The Q25 sequence data derived from the sequencing process was processed using the MRDNA ribosomal and functional gene analysis pipeline (www.mrdnalab.com). Sequences were depleted of barcodes and primers, short sequences of < 150 bp were removed, and sequences with ambiguous base calls were removed. Operational taxonomic units were defined by clustering at 3% divergence (97% similarity), followed by removal of singleton sequences and chimeras. Final operational taxonomic units were taxonomically classified using BLASTn top hit analysis against a curated database derived from RDPII and NCBI (http://rdp.cme.msu.edu and www.ncbi.nlm.nih.gov, respectively) and compiled into each taxonomic level as both “counts” and “percentage” files.
Statistical analysis
All analyses were performed using Python and scikit-learn[16]. Custom functions implementing the permutation test were written to detect the taxa with abundances significantly different between CD and control samples. When more than one sample was available from the same patient for analysis, the log relative abundances from these samples were averaged.

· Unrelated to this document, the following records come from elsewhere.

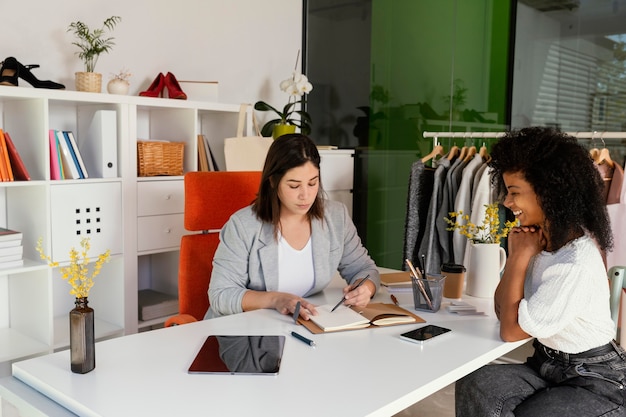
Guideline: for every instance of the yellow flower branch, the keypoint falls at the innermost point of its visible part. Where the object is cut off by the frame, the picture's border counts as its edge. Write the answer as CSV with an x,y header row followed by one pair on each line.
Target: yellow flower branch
x,y
77,272
488,232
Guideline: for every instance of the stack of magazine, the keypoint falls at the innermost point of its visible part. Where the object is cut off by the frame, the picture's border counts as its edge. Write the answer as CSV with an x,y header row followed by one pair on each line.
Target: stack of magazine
x,y
11,249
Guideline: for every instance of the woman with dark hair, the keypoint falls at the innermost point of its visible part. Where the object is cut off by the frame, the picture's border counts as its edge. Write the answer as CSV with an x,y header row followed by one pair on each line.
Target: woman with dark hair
x,y
290,242
553,288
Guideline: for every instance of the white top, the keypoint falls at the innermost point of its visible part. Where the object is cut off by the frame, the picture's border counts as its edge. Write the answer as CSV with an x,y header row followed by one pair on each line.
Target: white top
x,y
295,268
566,298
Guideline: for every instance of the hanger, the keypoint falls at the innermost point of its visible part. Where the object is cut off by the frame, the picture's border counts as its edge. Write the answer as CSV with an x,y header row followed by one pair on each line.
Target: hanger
x,y
437,151
453,152
471,151
483,151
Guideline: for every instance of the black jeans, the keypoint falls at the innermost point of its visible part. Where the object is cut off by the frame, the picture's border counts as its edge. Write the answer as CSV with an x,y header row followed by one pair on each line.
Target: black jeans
x,y
550,383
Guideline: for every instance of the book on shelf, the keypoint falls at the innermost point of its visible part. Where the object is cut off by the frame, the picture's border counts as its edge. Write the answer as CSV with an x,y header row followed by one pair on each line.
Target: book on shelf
x,y
203,164
354,318
209,154
70,169
99,145
76,156
154,304
10,235
17,164
205,155
55,162
5,166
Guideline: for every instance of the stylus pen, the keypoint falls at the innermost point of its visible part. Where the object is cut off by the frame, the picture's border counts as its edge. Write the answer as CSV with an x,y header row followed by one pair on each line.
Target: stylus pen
x,y
303,339
351,289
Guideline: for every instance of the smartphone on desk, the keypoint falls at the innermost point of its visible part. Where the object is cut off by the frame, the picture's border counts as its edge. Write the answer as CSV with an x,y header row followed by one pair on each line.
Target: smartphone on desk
x,y
424,334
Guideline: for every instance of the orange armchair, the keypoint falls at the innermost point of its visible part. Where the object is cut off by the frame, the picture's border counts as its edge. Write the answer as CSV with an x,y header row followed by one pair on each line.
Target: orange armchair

It has been shown that variations in species abundance are better captured by a log-transformed than a linear scale, improving the statistical power[13]. Therefore, we followed this approach. In addition, rare taxa (< 1% abundance or absent from > 50% of the samples) were removed to improve the statistical power. Statistical significance was assessed via a permutation test (Fisher’s exact test), which yielded raw, uncorrected P-values. These were transformed into q-values (corrected P-value) that measure the probability of false discovery following the Benjamini Hochberg procedure[17]. We considered associations statistically significant only when the corrected P-values were less than 0.05.
A linear logistic regression classifier (linearmodel.LogisticRegression) in scikit-learn, Machine Learning in Python[16], was used to predict CD based on the subject’s microbiota. The accuracy of the classifier was tested by computing the receiver operating characteristic (ROC) curve with 5-fold stratified cross-validation under 100 permutations of the training data partition. We partitioned the data into randomly assigned training and test sets 100 times; in each case, the classifier was trained on 4/5 of the data and tested on 1/5 of the data (i.e. 5-fold cross-validation).
Alpha diversity, a measure of genera richness (number of genera), was evaluated using the Shannon index. We used Fisher’s t-test to determine P-values for alpha diversity.
The difference in community composition (Beta diversity) was quantified by the Bray-Curtis distance, which accounts for both patterns of presence-absence of taxa and changes in their relative abundances. Nonparametric multidimensional scaling (NMDS) was applied to visualize the distance between mucosa and stool samples taken from CD and control subjects. NMDS quantifies the dissimilarity in community composition between samples via a combination of presence-absence and absolute abundance of taxa. For the data shown, the separations were analyzed by the ANOSIM or analysis of (dis)similarity. The ANOSIM statistic compares the mean of ranked dissimilarities between groups to the mean of ranked dissimilarities within groups.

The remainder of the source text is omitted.